In some implementations, the target intent of the smart device does not include a chat intent. I.e. the user's speech signal contains an intention that has a well-defined control requirement and that the smart device can support. Such as playing music, querying weather, turning on air conditioning, etc.
In some implementations, the target intent of the smart device can also include a chat intent. If the intention contained by the speech signal cannot be recognized, for example, the user's speech signal is "eaten", "haha", "too heavy", etc. At this time, the smart device may open a chatting mode to perform chatting with the user.
Optionally, if the smart device does not receive the feedback voice of the user within a preset time after the smart device opens the chatting mode, the user does not have an intention of chatting with the smart device, and it may be confirmed that the voice signal of the user does not include the target intention.
Optionally, if the smart device receives feedback voice of the user within a preset time after the smart device starts the chatting mode, the intention included in the voice signal may be classified as the chatting intention. For example, the voice received from the user is "too heavy", the smart device turns on a chatting mode "what you have taken, and the feedback voice of the user is" i have taken too much to eat ".

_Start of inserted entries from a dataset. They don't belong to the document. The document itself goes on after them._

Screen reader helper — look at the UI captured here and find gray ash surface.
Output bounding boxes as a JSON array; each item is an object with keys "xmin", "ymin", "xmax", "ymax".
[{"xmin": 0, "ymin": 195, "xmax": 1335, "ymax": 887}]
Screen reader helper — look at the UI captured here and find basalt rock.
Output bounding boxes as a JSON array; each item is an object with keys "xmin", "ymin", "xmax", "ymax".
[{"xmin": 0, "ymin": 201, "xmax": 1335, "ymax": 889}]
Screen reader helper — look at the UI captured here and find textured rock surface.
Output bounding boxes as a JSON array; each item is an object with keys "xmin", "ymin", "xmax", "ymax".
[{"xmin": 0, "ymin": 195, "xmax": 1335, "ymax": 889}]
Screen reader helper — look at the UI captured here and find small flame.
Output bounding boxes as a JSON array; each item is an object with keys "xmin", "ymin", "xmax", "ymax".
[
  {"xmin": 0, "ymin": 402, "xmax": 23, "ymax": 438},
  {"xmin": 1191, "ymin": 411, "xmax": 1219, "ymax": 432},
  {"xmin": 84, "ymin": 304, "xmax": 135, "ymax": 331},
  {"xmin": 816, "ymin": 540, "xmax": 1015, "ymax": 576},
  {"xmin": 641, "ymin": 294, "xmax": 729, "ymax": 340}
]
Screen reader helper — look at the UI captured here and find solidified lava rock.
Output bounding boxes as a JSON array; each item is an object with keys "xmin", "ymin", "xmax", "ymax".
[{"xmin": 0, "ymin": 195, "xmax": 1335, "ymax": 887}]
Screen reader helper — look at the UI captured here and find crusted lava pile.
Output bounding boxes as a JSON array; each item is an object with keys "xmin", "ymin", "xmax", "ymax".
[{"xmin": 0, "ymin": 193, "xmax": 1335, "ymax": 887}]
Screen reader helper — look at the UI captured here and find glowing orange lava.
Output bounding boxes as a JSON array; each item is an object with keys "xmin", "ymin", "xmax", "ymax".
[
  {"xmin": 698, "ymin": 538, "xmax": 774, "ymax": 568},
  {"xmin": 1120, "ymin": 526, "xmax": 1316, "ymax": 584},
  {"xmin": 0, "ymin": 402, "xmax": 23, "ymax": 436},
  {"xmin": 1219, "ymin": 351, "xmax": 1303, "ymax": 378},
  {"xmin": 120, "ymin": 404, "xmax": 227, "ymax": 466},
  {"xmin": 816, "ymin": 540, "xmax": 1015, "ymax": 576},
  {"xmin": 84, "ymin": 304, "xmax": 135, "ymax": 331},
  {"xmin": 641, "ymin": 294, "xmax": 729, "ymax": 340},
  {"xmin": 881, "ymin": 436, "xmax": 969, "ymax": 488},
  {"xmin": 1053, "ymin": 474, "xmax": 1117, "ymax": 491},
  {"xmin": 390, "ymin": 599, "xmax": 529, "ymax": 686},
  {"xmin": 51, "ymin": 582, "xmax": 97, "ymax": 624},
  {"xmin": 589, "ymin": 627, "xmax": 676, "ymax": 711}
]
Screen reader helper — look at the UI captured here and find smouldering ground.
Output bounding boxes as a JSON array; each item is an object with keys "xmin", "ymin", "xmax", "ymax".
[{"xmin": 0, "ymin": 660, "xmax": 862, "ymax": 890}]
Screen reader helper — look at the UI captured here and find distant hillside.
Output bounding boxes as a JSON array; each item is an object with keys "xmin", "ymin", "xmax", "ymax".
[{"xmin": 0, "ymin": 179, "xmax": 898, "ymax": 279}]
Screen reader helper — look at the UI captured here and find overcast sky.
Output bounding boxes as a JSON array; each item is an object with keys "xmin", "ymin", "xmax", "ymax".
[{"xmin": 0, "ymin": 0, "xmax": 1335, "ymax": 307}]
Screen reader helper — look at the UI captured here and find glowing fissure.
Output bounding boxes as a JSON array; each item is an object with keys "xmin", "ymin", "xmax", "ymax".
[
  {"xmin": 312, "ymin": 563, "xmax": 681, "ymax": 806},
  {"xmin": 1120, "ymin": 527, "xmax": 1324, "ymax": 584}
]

Further, in order to reduce interference of noise on the chatting intention recognition, after the intelligent device receives the feedback voice, the correlation degree between the feedback voice and the chatting content of the intelligent device can be further judged, and if the correlation degree is greater than a preset value, the voice signal of the user is judged to contain the target intention. Optionally, the calculation of the correlation degree of the chatting content may be performed by inputting the feedback voice and the chatting content of the intelligent device into a pre-trained neural network model for calculation, and the preset value may be set according to the actual application requirement, which is not limited in this application.
In some embodiments, if only one voice signal is received within the preset detection time and the intention recognition result of the voice signal is that the target intention is not recognized, the current wake-up is determined to be a false wake-up after the preset detection time. It can be understood that, if the intention recognition result of the received voice signal is that the target intention is recognized, it is determined that the current wake-up is not a false wake-up, and then the corresponding operation is executed according to the intention included in the voice signal.
In some embodiments, if a plurality of voice signals are received within a preset detection time and the target intention is not recognized in all the intention recognition results of the plurality of voice signals, it is determined that the current wake-up is a false wake-up.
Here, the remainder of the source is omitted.